Someday when we all have more time, it’d be nice to do a Thank You campaign to acknowledge the many radio-station audio engineers who worked long hours under less-than-ideal conditions to record live concerts back in the day when these were in the radio-programming mix. The audio history of music is richer because of these mostly unknown people.
One of them gets a shoutout in the opening of this set, recorded live at Chicago’s Ivanhoe Theater on February 16, 1977. His name is Ken Rasic (spelling is a guess), who worked for WXRT-FM on a regular feature called the “UnConcert.” As the unidentified host explains, Rasic brought a bunch of microphones and TDK tape to the Ivanhoe for a Herbie Hancock concert.
Except it wasn’t a typical night. Hancock explains the situation after a throttling, long-distance romp through “Chameleon:” “We borrowed a bass player from another band,” he tells the crowd. “That band is Weather Report and that bassist is Jaco Pastorius.”
This is 1977, so a few years after Headhunters was a megahit. It was a busy performance year for Hancock; a few months after this, he recorded a terrific live trio date in Japan with Ron Carter and Tony Williams. As for Pastorius, when he teamed up with Hancock that night, Weather Report had finished and was about to put out Heavy Weather. That’s the one with the megahit “Birdland” and some of Pastorius’ most gorgeous work as a performer and composer.
The circumstances make for fascinating listening. Pastorius was in the middle of a torrid ascent — his self-titled debut came out the year before, and critics were already talking about his galvanic impact on Weather Report.
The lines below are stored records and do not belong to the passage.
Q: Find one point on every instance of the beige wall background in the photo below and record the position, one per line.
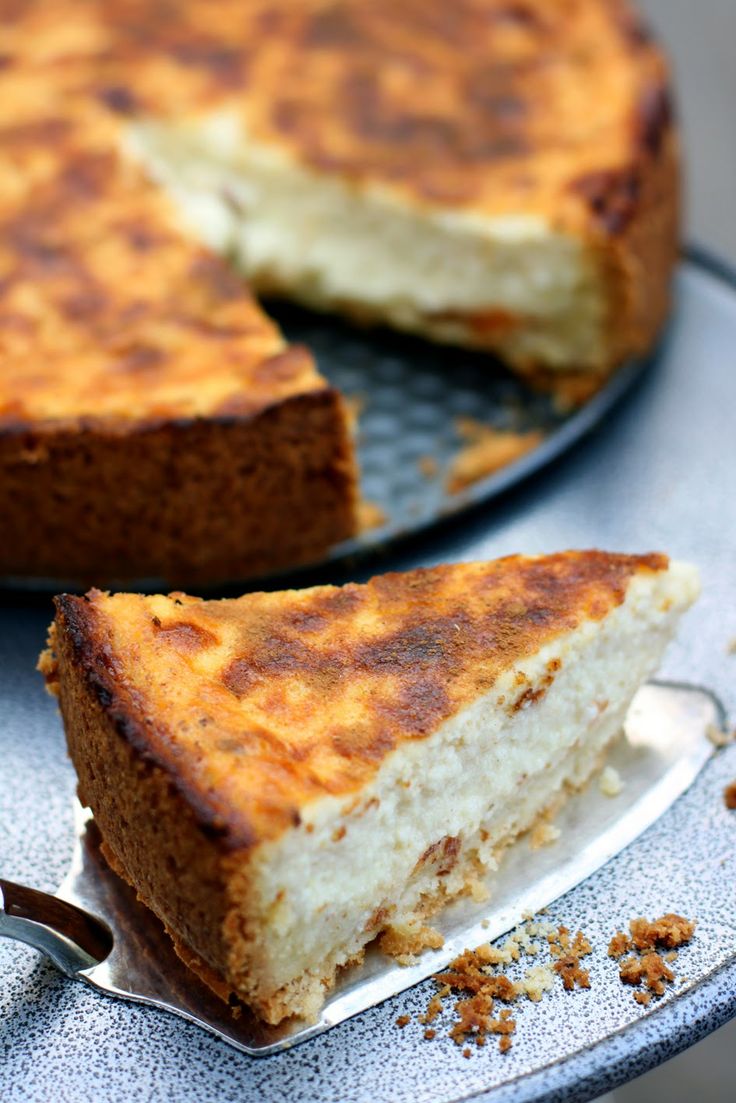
(701, 36)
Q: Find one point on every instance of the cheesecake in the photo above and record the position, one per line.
(286, 777)
(493, 174)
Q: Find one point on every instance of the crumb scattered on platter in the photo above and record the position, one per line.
(640, 957)
(487, 450)
(482, 992)
(479, 993)
(718, 737)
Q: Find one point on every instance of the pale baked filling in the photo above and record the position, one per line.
(319, 893)
(512, 284)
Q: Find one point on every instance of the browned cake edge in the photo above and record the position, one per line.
(640, 209)
(171, 856)
(187, 501)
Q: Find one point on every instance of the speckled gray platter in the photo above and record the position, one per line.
(658, 474)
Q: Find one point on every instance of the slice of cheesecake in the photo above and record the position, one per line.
(286, 775)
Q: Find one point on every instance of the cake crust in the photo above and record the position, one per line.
(240, 756)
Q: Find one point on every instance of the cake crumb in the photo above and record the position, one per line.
(487, 450)
(669, 931)
(478, 985)
(609, 782)
(568, 954)
(536, 981)
(619, 944)
(543, 834)
(406, 940)
(643, 964)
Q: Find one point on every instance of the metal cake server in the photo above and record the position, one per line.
(95, 930)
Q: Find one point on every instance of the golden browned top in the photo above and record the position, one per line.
(499, 106)
(260, 705)
(106, 309)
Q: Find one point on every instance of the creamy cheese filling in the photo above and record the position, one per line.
(512, 284)
(484, 775)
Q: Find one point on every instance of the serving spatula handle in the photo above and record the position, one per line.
(72, 938)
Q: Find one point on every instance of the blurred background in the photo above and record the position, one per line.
(701, 36)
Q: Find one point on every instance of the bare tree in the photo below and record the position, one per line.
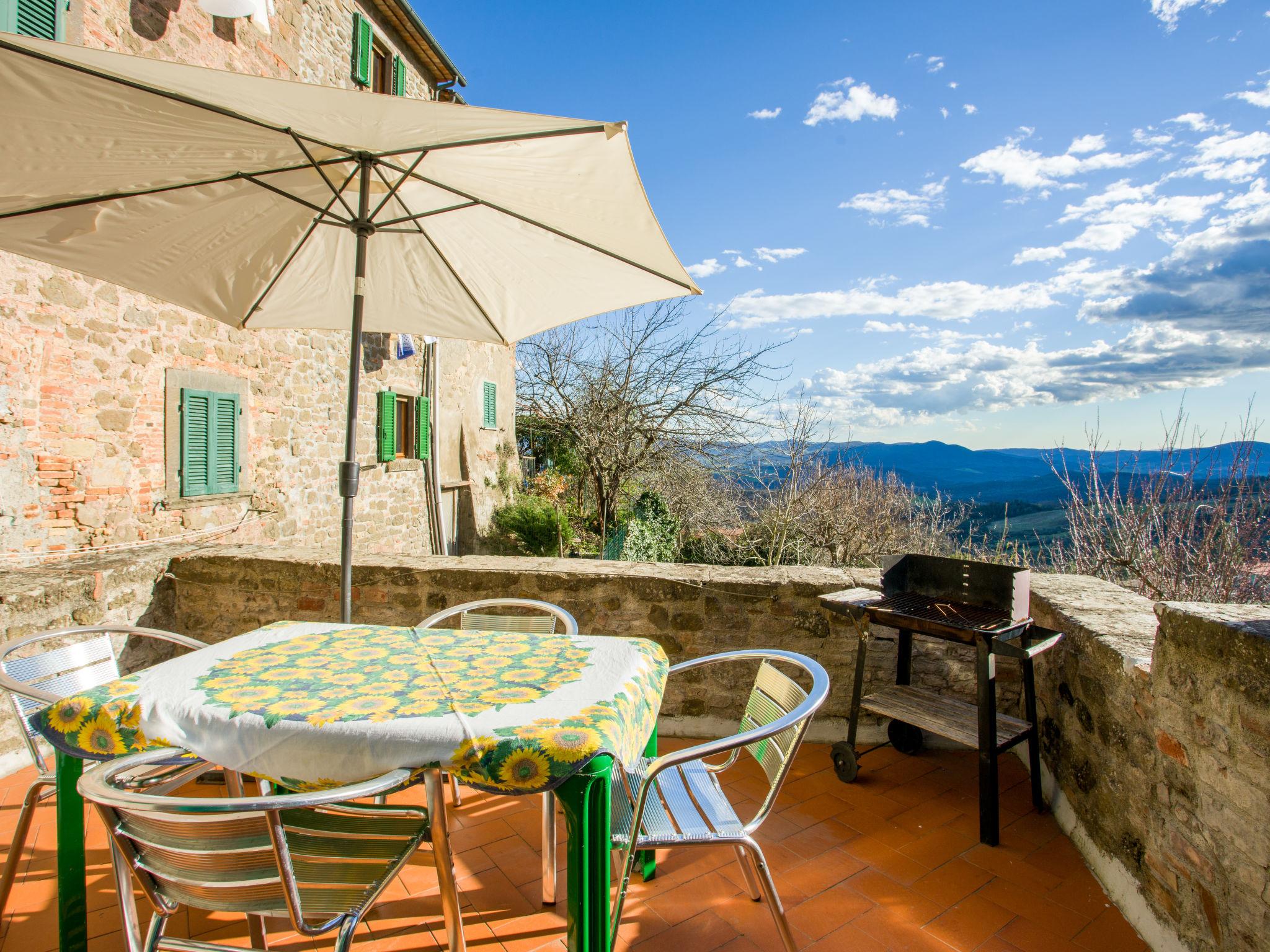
(1186, 524)
(636, 391)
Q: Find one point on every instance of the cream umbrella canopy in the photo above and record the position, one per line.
(254, 201)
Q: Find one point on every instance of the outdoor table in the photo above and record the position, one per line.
(313, 705)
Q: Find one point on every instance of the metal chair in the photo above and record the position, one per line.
(676, 800)
(548, 620)
(311, 857)
(37, 681)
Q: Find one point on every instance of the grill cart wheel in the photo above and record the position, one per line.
(905, 738)
(845, 762)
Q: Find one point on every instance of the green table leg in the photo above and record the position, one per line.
(647, 858)
(71, 895)
(585, 800)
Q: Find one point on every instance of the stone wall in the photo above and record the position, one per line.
(1156, 729)
(83, 362)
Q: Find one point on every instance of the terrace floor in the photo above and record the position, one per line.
(890, 862)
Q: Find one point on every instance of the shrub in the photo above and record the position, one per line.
(652, 531)
(534, 526)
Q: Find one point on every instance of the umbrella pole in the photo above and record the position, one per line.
(349, 469)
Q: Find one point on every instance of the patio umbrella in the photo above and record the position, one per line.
(254, 201)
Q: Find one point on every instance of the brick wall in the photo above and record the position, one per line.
(83, 363)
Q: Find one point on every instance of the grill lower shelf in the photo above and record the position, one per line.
(936, 714)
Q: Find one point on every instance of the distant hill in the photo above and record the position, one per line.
(996, 475)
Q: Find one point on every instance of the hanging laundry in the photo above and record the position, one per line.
(406, 347)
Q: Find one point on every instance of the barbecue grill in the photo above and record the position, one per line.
(967, 602)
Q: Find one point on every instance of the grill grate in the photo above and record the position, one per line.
(949, 614)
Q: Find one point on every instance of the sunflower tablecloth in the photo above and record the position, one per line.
(315, 705)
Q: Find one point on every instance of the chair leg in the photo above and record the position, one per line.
(747, 870)
(345, 937)
(774, 901)
(19, 838)
(549, 848)
(450, 906)
(127, 901)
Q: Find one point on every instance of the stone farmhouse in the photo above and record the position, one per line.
(95, 380)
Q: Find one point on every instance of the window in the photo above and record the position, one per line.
(208, 442)
(31, 18)
(489, 407)
(403, 427)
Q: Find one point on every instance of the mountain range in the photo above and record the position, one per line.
(1014, 474)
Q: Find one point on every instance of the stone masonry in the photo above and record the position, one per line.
(83, 363)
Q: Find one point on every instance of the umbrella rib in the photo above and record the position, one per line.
(491, 140)
(155, 191)
(162, 93)
(323, 173)
(558, 232)
(298, 200)
(401, 201)
(313, 226)
(463, 284)
(384, 226)
(393, 190)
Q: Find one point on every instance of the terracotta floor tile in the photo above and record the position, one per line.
(969, 923)
(1055, 918)
(826, 912)
(1110, 932)
(951, 883)
(701, 933)
(938, 847)
(888, 862)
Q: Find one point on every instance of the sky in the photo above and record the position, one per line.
(996, 223)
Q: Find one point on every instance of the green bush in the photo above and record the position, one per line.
(534, 526)
(652, 531)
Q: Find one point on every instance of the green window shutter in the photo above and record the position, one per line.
(208, 442)
(362, 41)
(32, 18)
(424, 428)
(489, 407)
(224, 460)
(398, 76)
(196, 437)
(388, 426)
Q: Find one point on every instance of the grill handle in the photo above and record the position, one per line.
(1028, 649)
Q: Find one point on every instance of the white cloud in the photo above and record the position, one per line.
(779, 254)
(1118, 215)
(850, 102)
(1254, 97)
(708, 268)
(948, 379)
(1198, 122)
(1232, 156)
(898, 206)
(1169, 11)
(1150, 138)
(1088, 144)
(1029, 169)
(941, 301)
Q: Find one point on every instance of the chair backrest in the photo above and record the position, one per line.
(38, 679)
(64, 671)
(773, 697)
(296, 856)
(533, 616)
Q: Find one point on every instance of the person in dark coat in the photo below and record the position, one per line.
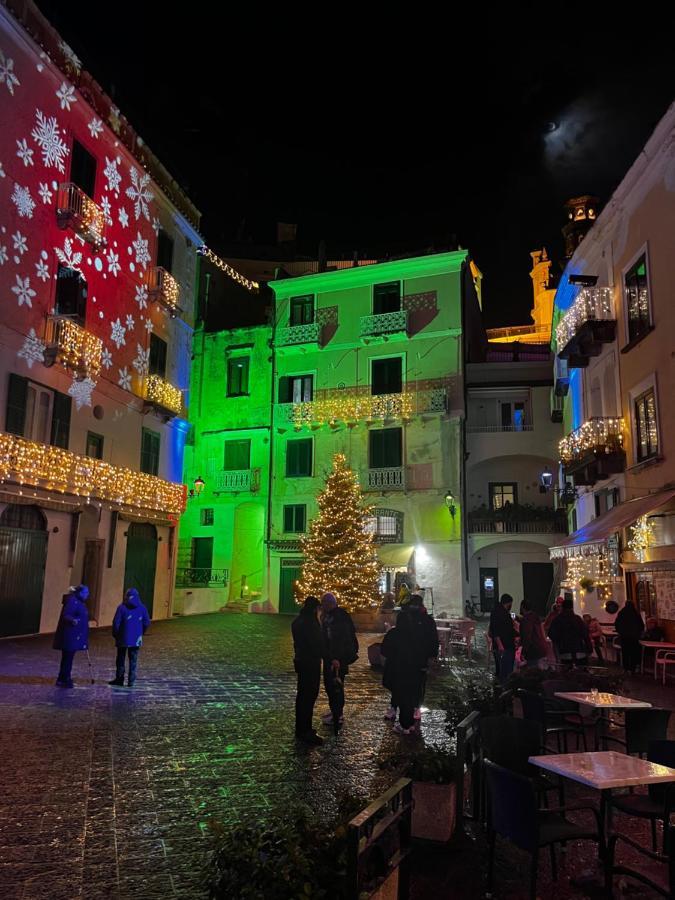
(340, 646)
(503, 634)
(72, 632)
(308, 653)
(629, 626)
(569, 635)
(406, 649)
(130, 623)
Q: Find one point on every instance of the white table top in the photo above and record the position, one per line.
(604, 769)
(603, 701)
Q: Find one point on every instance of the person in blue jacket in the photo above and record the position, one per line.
(72, 631)
(129, 625)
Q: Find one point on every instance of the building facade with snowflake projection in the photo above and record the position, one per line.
(97, 275)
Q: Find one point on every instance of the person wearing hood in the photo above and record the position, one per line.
(130, 623)
(72, 631)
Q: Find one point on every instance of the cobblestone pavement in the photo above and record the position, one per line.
(107, 792)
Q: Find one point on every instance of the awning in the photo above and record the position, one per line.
(597, 531)
(395, 556)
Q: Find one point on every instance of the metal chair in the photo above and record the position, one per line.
(513, 813)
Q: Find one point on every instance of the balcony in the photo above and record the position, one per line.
(588, 324)
(518, 520)
(53, 469)
(77, 211)
(594, 451)
(392, 479)
(202, 577)
(233, 480)
(162, 396)
(73, 346)
(163, 288)
(385, 325)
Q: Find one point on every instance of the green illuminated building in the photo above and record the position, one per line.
(366, 360)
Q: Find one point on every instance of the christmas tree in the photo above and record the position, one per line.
(339, 553)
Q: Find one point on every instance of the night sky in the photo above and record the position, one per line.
(384, 135)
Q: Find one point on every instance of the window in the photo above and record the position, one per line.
(646, 428)
(71, 294)
(299, 458)
(149, 451)
(237, 456)
(386, 376)
(295, 518)
(37, 413)
(83, 169)
(296, 389)
(386, 297)
(237, 376)
(157, 359)
(164, 250)
(637, 299)
(94, 446)
(501, 494)
(386, 448)
(302, 310)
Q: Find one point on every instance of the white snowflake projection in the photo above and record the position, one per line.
(33, 349)
(141, 296)
(113, 177)
(107, 210)
(139, 193)
(80, 391)
(42, 270)
(66, 95)
(113, 261)
(47, 135)
(68, 256)
(95, 127)
(141, 249)
(117, 332)
(23, 201)
(24, 152)
(20, 243)
(124, 379)
(142, 361)
(7, 75)
(45, 193)
(24, 292)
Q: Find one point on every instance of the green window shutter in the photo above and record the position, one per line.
(61, 420)
(15, 415)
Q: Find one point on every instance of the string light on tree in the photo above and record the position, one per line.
(339, 552)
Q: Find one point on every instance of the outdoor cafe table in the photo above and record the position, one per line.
(604, 770)
(602, 702)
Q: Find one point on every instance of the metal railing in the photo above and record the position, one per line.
(73, 346)
(200, 577)
(74, 209)
(163, 287)
(384, 323)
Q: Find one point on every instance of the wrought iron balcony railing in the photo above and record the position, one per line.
(201, 577)
(77, 211)
(385, 323)
(162, 395)
(74, 347)
(587, 324)
(163, 288)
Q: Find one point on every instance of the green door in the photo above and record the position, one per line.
(291, 570)
(141, 561)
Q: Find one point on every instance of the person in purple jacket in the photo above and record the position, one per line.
(72, 632)
(129, 625)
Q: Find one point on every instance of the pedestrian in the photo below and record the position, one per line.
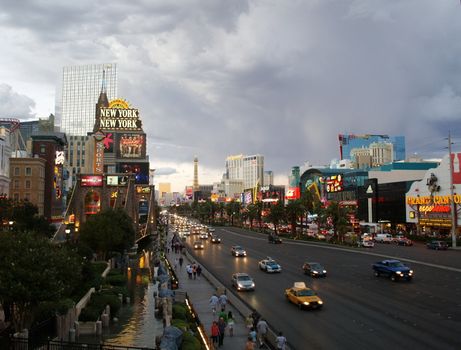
(261, 328)
(281, 341)
(223, 314)
(189, 271)
(230, 323)
(214, 301)
(249, 321)
(223, 301)
(194, 270)
(214, 332)
(253, 335)
(222, 330)
(249, 345)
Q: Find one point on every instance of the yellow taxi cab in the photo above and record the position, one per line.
(303, 296)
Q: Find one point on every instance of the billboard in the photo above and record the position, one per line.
(140, 171)
(91, 181)
(131, 145)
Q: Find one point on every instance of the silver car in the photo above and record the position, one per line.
(242, 281)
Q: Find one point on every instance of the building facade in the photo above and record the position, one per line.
(28, 181)
(50, 147)
(81, 86)
(249, 169)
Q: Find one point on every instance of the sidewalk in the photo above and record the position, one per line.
(199, 292)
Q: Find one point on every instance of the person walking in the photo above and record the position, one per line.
(261, 328)
(230, 323)
(214, 332)
(214, 301)
(249, 322)
(189, 271)
(194, 270)
(223, 301)
(222, 331)
(281, 341)
(249, 345)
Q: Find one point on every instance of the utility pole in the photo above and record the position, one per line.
(452, 202)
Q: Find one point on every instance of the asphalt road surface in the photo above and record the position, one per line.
(360, 311)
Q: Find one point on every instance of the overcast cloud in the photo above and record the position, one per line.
(280, 78)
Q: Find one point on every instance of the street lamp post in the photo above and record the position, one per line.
(452, 202)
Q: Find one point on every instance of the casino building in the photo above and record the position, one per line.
(116, 173)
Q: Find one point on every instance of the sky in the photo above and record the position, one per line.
(217, 78)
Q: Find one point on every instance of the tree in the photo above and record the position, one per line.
(338, 216)
(33, 271)
(108, 231)
(276, 214)
(294, 210)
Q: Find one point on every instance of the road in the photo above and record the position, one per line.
(360, 311)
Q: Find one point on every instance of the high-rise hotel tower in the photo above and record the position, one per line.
(81, 86)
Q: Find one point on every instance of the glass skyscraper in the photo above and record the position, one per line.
(81, 86)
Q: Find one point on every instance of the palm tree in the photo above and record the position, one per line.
(276, 214)
(294, 210)
(338, 216)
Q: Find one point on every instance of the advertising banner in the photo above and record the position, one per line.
(140, 171)
(91, 181)
(131, 145)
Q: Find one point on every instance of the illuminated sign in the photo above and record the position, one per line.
(293, 193)
(91, 181)
(142, 189)
(119, 119)
(131, 145)
(429, 200)
(112, 180)
(333, 183)
(59, 160)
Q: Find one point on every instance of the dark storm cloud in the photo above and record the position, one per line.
(280, 78)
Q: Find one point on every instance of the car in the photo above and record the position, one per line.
(237, 250)
(401, 240)
(394, 269)
(437, 245)
(269, 265)
(303, 297)
(203, 235)
(314, 269)
(215, 239)
(199, 245)
(242, 281)
(367, 243)
(274, 239)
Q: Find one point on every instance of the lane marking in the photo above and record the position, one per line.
(323, 246)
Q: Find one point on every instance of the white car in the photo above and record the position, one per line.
(367, 243)
(243, 281)
(269, 265)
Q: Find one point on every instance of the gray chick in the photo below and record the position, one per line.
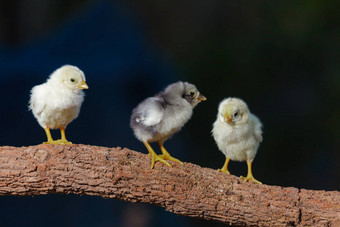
(157, 118)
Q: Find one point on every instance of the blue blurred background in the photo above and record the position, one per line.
(281, 57)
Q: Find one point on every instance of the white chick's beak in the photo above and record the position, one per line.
(201, 98)
(227, 118)
(83, 85)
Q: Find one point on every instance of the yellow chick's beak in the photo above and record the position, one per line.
(227, 118)
(201, 98)
(83, 85)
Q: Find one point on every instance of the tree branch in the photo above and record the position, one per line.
(188, 190)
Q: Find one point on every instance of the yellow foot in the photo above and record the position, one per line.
(155, 158)
(224, 171)
(61, 142)
(169, 157)
(250, 178)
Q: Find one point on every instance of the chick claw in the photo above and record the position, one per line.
(62, 142)
(224, 171)
(169, 157)
(155, 158)
(250, 178)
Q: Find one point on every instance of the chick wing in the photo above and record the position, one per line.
(149, 113)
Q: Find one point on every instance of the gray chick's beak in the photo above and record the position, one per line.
(201, 98)
(83, 85)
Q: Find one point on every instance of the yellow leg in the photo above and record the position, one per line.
(49, 136)
(154, 156)
(225, 166)
(165, 154)
(250, 176)
(63, 139)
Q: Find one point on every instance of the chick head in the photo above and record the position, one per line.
(233, 111)
(192, 95)
(70, 77)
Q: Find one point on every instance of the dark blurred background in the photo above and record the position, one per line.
(281, 57)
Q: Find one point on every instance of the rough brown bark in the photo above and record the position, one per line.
(188, 190)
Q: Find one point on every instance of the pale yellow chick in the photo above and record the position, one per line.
(237, 133)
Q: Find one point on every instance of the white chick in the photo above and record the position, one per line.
(237, 133)
(157, 118)
(57, 102)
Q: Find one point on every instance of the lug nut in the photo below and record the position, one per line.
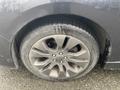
(54, 55)
(54, 60)
(65, 57)
(61, 53)
(61, 61)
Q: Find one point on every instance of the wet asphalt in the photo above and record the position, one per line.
(21, 79)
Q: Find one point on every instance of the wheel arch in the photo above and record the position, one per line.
(70, 9)
(99, 33)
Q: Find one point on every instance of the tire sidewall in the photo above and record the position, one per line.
(53, 29)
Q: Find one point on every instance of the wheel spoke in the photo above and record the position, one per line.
(38, 53)
(80, 63)
(60, 40)
(59, 56)
(41, 63)
(71, 43)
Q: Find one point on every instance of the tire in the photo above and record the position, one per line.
(56, 29)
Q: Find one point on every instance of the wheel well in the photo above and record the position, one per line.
(97, 31)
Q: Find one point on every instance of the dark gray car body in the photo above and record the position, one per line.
(15, 14)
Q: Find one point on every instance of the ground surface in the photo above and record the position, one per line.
(98, 79)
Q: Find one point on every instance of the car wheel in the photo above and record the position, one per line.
(59, 51)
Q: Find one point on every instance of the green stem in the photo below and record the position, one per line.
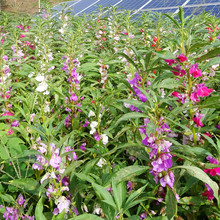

Here, though, he’s primarily a bass player, expected to hold things down as Hancock, reed virtuoso Bennie Maupin and drummer James Levi engage in a profoundly conversational strain of jazz/funk/rock fusion. All of Pastorius’ tricks are on display, from the thundering root-note drones to the wicked double-time ascending/descending basslines to brief double-stop chords that function like horn backgrounds. Here’s another track from the performance that’s not on the above link:
Also here: Plenty of instances where Pastorius appears to know the book. He plays melodies, and joins in the whole-band phrases that punctuate the forms; he sounds happy to be in the support role as solos get underway, following the flow of the discourse rather than behaving as a soloist. (As he sometimes did later.)
This performance has been available for awhile — it’s been sold as a bootleg and grey-market item. The recording is crisp give or take a few jarring blips. Thanks Mr. Rasic for being on the scene and having the recorder running on a night in the winter of 1977 that winds up adding, in ways large and small, to the legacies of two titans.
Thanks for sharing this, I’ve queued it up on YouTube to give it a listen in its entirety tomorrow!